Nested types in C# have the ability to access the parent's private properties. Is there a specific reason for having this language feature ? In my opinion this breaks encapsulation. If I make the nested type public, then I would be able to expose private properties of parent class through it.
A nested class is a member of its enclosing class. Non-static nested classes (inner classes) have access to other members of the enclosing class, even if they are declared private.
A nested type has access to all of the members that are accessible to its containing type. It can access private and protected members of the containing type, including any inherited protected members.
In C#, a user is allowed to define a class within another class. Such types of classes are known as nested class. This feature enables the user to logically group classes that are only used in one place, thus this increases the use of encapsulation, and create more readable and maintainable code.

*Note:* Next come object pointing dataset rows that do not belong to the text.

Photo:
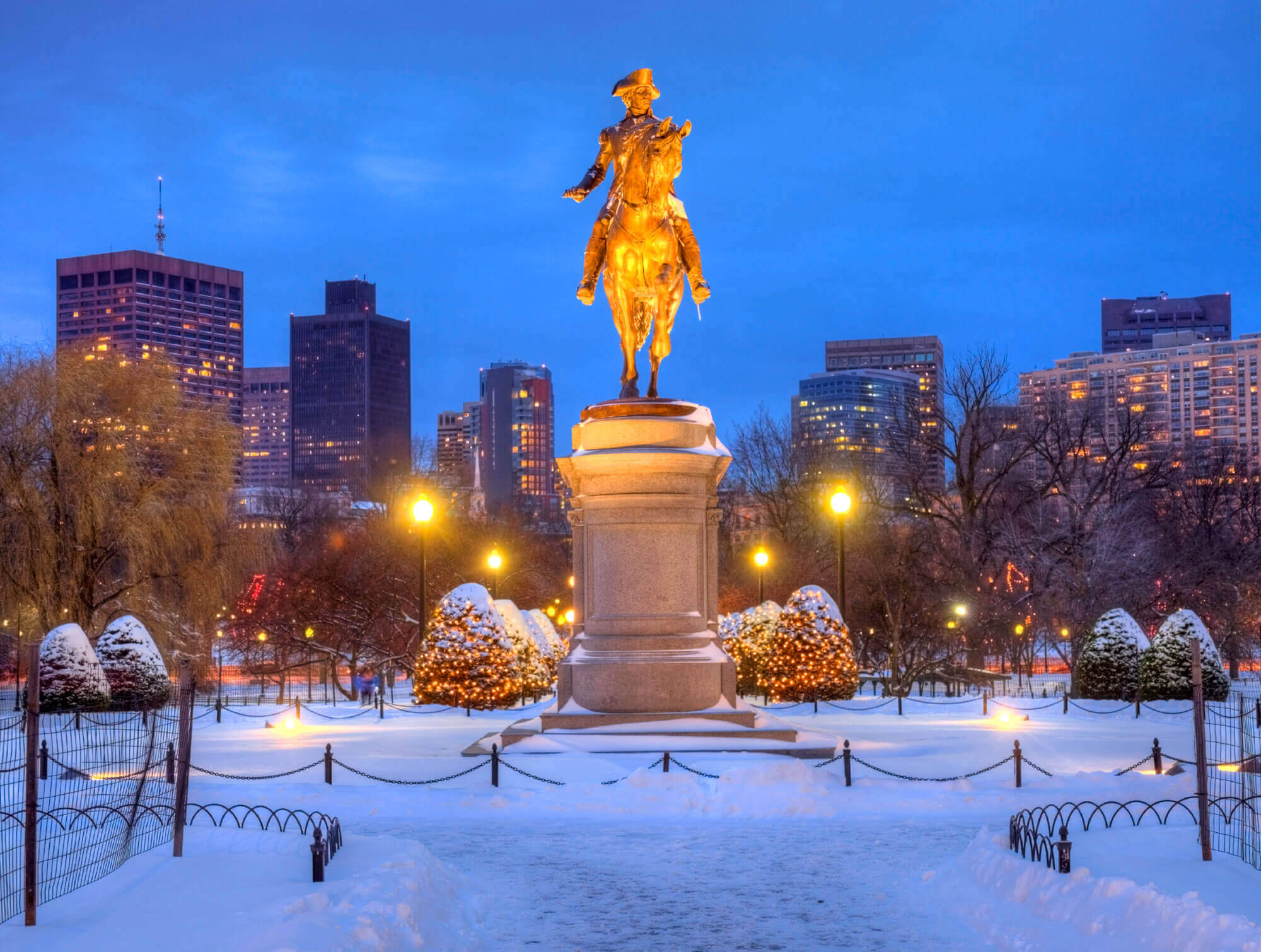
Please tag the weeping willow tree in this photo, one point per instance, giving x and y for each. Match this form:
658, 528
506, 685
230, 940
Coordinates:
114, 494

The contained, inner class is called a nested class, and the class that contains it is called, simply, the outer class. Nested classes have the advantage of access to all the members of the outer class. That is, a method of a nested class can access private members of the outer class.
You would be able to - but you can only nest the class if you've got it in the same source file as the outer class in the first place.
Effectively the nested class is "owned" by the outer class, and trusted to the same extent as any other member of the outer class. A method in the outer class could expose a private property too - but you trust it not to, because you own all that code. Likewise you (the author of the outer class) own all the code of a nested class. If you don't want to break encapsulation in the nested class, just avoid writing code that would break encapsulation :)
A nested class is a part of the enclosing class, just like a method is. Exposing private properties through them does not break encapsulation any more than exposing private properties through methods does.
The model that C# uses for access control is that you can access anything you want within the class you're defining, and it's hard to see how it could work any other way.